Business & Financial Markets
Fundamentals of Business
The characteristics of a monopolistically competitive market are almost the same as in perfect competition, with the exception of heterogeneous products, and that monopolistic competition involves a great deal of non-price competition (based on subtle product differentiation). A firm making profits in the short run will break even in the long run because demand will decrease, average total cost will increase. This means in the long run, a monopolistically competitive firm will make zero economic profit.
This gives the company a certain amount of influence over the market; it can raise its prices without losing all the customers,
owing to brand loyalty. This means that an individual firm's demand curve is downward sloping, in contrast
to perfect competition, which has a perfectly elastic demand schedule.
Oligopoly
Market situation between, and much more common than, perfect competition (having many suppliers)

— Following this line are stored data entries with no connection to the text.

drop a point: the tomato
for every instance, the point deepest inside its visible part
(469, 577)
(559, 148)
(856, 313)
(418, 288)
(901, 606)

and monopoly (having only one supplier). In oligopolistic markets, independent suppliers (few in numbers
and not necessarily acting in collusion) can effectively control the supply, and thus the price, thereby
creating a seller's market. They offer largely similar products, differentiated mainly by heavy advertising and
promotional expenditure, and can anticipate the effect of one another's marketing strategies.
Examples airline, automotive, banking, and petroleum markets.
Monopoly
Market situation where one producer (or a group of producers acting in concert) controls supply of a good
or service, and where the entry of new producers is prevented or highly restricted. Monopolist firms (in
their attempt to maximize profits) keep the price high and restrict the output, and show little or no
responsiveness to the needs of their customers.
Most governments therefore try to control monopolies by
(1) imposing price controls,
(2) taking over their ownership (called 'nationalization'), or
(3) by breaking them up into two or more competing firms.
Sometimes governments facilitate the creation of monopolies
for reasons of national security, to realize economies of scale for competing internationally, or where two
or more producers would be wasteful or pointless (as in the case of utilities). Although monopolies exist in
varying degrees (due to copyrights, patents, access to materials, exclusive technologies, or unfair trade
practices) almost no firm has a complete monopoly in the era of globalisation.
Natural monopoly monopoly, a monopoly in which economies of scale cause efficiency to increase continuously with the size of the firm.
The imperfectly competitive structure is quite identical to the realistic market conditions where some
monopolistic competitors, monopolists, oligopolists, and duopolists exist and dominate the market
conditions. These somewhat abstract concerns tend to determine some but not all details of a specific
concrete market system where buyers and sellers actually meet and commit to trade.